Ademais, num momento em que as grandes narrativas que estruturaram a vida nacional
dos países centrais parecem estar em xeque – seja pela globalização ou pelo chamado
“multiculturalismo” –, sociedades novas e organizadas pela matriz da “Rússia Americana”
225
parecem ganhar uma nova chance. Nos Estados Unidos, a fabulação puritana parece ter se
transformado num símbolo de divisão e fracionamento político radical, não mais operando como
o poderoso código moral consensual percebido por Jessé Souza. A visão de Bellah sobre a
religião cívica americana choca-se frontalmente com o desencantado diagnóstico de Richard
Sennett (Sennett, 1988), que vê justamente a corrosão da vida pública e o conseqüente
predomínio da “intimidade” sobre os padrões sociais modernos da América.
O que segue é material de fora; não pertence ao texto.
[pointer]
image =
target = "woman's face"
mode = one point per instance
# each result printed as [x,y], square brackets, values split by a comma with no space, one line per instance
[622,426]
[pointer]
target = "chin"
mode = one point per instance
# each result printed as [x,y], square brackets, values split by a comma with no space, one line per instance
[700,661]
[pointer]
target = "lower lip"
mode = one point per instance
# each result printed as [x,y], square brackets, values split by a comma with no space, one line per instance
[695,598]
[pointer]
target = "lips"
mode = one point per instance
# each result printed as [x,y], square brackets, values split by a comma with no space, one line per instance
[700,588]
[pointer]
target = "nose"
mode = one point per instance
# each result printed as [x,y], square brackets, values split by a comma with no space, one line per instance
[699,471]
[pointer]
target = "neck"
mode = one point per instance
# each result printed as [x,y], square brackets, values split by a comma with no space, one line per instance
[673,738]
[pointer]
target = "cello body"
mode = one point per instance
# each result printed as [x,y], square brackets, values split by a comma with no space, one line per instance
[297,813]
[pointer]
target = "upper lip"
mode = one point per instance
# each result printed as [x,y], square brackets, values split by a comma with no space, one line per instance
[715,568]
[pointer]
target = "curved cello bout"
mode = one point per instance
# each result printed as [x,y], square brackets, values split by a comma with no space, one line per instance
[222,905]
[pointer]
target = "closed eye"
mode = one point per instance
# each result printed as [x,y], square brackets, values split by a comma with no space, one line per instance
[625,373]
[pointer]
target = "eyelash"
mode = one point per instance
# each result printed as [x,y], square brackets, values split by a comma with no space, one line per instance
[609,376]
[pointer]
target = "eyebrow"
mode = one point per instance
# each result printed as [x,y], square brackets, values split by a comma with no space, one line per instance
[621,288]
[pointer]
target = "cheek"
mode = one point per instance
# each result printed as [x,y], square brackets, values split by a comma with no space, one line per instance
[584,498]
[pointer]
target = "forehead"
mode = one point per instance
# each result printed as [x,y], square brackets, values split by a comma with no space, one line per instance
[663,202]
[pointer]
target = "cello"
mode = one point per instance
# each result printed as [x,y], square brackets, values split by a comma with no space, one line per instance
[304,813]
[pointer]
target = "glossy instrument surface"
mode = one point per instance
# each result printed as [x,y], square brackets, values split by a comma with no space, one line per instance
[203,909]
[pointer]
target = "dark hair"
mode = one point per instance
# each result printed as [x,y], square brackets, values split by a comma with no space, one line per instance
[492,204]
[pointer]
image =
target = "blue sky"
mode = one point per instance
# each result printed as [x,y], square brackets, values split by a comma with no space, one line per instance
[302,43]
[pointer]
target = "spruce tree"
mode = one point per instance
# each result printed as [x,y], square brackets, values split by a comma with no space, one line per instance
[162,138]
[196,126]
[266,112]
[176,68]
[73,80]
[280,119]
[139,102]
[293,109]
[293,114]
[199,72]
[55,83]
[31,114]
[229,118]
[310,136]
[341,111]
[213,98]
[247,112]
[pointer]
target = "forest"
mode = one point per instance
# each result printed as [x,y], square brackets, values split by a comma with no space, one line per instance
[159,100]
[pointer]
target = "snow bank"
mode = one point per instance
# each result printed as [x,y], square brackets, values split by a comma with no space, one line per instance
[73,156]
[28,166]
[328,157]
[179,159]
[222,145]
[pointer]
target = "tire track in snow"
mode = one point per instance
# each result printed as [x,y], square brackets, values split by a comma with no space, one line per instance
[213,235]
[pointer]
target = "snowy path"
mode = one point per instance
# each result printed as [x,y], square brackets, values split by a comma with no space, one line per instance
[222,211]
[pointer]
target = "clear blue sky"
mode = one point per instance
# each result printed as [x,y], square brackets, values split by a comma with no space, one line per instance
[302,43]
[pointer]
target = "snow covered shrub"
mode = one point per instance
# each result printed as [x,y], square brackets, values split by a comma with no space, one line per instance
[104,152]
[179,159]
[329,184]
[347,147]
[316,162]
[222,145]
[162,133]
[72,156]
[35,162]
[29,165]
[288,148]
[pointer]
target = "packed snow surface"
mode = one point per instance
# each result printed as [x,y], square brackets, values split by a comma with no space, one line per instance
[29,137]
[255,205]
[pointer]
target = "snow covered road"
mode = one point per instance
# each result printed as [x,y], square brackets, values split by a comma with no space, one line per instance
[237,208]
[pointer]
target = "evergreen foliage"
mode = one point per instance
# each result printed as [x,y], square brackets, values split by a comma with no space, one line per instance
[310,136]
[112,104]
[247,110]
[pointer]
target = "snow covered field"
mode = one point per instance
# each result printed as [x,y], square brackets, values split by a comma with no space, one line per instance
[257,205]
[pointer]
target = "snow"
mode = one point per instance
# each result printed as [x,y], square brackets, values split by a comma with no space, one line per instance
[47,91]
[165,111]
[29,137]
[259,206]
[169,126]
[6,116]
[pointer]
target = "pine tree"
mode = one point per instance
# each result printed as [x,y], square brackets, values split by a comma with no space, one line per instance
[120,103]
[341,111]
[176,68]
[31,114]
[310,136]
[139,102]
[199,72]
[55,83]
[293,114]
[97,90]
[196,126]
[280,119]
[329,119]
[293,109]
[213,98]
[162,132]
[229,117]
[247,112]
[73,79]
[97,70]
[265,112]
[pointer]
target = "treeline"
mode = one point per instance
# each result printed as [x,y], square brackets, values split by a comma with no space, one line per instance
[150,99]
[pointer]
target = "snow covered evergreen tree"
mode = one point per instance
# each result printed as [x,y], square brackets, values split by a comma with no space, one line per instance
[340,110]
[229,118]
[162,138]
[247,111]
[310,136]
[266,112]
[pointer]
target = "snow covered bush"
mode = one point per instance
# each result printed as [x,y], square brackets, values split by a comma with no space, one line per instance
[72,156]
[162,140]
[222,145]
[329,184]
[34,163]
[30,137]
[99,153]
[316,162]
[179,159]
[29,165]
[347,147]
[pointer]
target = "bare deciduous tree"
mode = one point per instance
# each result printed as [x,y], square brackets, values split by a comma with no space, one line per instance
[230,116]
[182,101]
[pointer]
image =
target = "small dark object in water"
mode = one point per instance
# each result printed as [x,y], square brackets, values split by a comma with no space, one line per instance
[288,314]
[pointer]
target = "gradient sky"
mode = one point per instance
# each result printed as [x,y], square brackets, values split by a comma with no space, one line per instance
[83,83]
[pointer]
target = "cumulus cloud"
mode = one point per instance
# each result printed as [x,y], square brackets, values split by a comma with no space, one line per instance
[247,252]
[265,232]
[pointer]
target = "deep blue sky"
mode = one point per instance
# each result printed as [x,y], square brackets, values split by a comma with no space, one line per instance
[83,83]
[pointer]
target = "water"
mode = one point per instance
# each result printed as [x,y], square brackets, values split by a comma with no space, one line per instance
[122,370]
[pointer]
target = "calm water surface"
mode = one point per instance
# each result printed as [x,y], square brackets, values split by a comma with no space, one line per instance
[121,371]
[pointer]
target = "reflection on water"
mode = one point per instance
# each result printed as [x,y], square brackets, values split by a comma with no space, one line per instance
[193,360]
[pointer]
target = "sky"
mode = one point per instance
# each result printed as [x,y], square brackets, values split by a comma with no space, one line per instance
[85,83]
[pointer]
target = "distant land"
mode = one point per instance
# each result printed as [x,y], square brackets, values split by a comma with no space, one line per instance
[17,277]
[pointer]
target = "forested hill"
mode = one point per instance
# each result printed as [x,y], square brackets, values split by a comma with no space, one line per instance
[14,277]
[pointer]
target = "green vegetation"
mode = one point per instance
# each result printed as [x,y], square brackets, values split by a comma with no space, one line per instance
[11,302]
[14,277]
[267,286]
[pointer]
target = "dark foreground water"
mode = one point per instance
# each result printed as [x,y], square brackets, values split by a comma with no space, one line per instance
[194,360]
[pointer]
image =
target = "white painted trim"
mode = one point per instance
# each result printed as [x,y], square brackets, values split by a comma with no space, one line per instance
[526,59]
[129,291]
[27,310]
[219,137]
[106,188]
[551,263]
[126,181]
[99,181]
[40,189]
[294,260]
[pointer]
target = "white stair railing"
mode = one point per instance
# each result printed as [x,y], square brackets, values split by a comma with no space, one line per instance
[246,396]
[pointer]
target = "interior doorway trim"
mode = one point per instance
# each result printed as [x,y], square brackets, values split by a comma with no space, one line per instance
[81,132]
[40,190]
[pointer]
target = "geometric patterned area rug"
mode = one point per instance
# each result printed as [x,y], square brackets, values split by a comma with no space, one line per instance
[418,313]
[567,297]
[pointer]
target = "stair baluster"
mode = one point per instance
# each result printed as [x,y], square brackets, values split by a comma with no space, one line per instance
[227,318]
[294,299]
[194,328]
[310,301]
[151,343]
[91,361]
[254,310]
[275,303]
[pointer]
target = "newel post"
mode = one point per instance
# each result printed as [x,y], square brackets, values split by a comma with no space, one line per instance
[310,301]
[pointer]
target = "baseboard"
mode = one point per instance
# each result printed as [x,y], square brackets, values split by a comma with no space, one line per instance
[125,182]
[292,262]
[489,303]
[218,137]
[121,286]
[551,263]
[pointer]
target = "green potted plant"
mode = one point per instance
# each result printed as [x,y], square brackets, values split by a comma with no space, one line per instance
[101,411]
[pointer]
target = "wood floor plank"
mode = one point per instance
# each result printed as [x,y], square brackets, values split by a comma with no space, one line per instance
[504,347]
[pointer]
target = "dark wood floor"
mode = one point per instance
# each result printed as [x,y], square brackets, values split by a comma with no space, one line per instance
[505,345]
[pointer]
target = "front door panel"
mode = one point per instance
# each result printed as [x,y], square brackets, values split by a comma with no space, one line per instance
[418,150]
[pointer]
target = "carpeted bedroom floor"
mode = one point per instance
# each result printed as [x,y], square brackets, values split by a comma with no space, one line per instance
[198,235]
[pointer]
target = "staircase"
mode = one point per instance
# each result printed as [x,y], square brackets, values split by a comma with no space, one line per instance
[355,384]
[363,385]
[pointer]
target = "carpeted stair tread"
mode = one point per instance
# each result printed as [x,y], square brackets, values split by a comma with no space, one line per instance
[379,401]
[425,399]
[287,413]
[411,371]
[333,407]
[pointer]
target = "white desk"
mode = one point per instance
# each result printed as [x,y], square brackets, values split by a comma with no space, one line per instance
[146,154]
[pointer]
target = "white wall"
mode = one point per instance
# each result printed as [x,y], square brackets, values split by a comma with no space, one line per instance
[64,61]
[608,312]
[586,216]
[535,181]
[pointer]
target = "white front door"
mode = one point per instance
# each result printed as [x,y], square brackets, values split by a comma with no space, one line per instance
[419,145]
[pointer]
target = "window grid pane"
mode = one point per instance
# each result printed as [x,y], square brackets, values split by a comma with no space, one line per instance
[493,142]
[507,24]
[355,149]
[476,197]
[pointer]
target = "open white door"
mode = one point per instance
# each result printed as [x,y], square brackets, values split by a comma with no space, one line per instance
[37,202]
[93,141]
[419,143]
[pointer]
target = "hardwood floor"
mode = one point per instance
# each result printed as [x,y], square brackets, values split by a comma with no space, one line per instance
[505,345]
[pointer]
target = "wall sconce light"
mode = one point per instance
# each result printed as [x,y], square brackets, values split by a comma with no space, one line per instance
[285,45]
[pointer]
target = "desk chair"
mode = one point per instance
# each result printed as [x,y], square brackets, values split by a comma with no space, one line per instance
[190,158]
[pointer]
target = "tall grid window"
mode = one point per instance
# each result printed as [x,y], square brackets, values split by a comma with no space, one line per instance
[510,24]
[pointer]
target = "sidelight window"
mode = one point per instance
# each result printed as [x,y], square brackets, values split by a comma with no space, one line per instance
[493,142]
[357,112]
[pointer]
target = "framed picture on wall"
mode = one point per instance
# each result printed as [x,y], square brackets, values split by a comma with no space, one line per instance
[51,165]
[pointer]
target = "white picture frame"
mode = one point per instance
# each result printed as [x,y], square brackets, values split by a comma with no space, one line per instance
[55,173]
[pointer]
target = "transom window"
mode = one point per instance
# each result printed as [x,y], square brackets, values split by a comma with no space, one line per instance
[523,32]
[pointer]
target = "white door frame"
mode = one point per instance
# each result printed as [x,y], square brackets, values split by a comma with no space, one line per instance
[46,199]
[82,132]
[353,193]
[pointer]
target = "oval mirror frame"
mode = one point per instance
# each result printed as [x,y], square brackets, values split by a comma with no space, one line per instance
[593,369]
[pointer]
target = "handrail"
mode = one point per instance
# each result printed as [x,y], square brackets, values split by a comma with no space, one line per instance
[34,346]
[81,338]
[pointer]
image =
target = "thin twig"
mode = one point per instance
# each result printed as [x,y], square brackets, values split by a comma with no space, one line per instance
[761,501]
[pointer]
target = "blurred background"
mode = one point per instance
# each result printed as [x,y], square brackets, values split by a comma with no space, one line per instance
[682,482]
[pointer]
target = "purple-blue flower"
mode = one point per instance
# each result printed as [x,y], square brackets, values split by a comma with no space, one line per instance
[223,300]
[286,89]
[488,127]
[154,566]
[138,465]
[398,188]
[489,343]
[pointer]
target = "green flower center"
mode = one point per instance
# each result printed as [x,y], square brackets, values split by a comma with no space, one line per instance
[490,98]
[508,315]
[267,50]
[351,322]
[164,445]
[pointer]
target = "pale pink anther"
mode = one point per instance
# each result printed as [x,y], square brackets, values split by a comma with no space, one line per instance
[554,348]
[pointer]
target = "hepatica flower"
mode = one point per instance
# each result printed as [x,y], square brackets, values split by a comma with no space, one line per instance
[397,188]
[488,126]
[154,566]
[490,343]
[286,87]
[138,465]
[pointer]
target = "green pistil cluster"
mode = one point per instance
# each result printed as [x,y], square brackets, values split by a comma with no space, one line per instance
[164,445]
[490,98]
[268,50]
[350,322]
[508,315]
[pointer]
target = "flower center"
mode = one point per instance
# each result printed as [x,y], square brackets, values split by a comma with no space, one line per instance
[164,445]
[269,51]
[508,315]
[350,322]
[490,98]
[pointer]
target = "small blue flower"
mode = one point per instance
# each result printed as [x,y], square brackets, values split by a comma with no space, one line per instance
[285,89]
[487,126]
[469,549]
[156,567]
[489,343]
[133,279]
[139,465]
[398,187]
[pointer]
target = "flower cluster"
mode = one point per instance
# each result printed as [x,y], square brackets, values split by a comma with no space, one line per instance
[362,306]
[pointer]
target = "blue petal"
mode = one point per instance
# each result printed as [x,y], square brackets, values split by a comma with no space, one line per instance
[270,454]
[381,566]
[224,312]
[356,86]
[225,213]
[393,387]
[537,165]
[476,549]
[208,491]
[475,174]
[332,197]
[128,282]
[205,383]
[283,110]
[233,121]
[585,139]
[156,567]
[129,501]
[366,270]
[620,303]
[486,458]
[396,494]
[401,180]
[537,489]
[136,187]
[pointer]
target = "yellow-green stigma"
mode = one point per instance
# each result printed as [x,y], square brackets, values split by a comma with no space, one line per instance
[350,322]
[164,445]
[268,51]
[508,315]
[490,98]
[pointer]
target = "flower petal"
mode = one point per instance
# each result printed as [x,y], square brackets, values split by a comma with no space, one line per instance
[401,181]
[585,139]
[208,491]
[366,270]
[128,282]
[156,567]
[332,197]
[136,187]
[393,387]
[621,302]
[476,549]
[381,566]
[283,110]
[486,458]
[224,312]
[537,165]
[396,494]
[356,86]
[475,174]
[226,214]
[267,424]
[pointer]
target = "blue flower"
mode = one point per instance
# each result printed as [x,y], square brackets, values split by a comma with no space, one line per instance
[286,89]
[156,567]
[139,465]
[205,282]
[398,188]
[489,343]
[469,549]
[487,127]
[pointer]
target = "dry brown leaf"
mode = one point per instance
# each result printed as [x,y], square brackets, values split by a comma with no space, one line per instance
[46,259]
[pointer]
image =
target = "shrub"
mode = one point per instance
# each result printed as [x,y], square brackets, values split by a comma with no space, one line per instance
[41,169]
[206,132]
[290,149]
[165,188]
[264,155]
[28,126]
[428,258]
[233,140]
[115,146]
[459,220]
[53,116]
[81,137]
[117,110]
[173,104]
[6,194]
Na Europa,
pensadores como Habermas parecem inquietos diante das possibilidades de fundar uma ordem
moderna pós-nacional que preserve algum tipo de adesão não meramente instrumental a um
projeto coletivo. Afinal, será que o “patriotismo constitucional” operaria como sucedâneo forte o
suficiente para as velhas tradições nacionais fechadas e auto-referenciadas? Como conciliar uma
esfera última de valores que possa animar a energia democrática de cidadãos cada vez mais
descrentes de uma narrativa unificadora para suas experiências? Esse tipo de questionamento
evidencia a dificuldade dessas sociedades para se ajustarem a uma experiência global em que a
modernidade escapa ao universo cultural que forneceu sua linguagem.
Diante dessas questões, talvez pudéssemos recuperar a velha idéia das “vantagens do
atraso”, transformada agora na “vantagem da ausência”. Afinal, a idéia traduzida pela expressão
“Rússia Americana” parece iluminar uma matriz civilizatória que prescinde de uma economia
moral essencialista, já que se perpetuaria como uma forma não apenas plástica, mas inventiva e
eminentemente prática, protagonizada por personagens não amarrados a um código valorativo
que hoje se encontra em xeque. Na matriz construída a partir de uma sociologia da terra
desenhada por dois peculiares engenheiros estaria uma pista para o reencontro do Brasil com uma
experiência intelectual e política que se abre para o mundo moderno e alarga o universo da
imaginação modernista. Esse parece ser o caminho mais instigante para articular a questão
nacional e os dilemas da civilização contemporânea.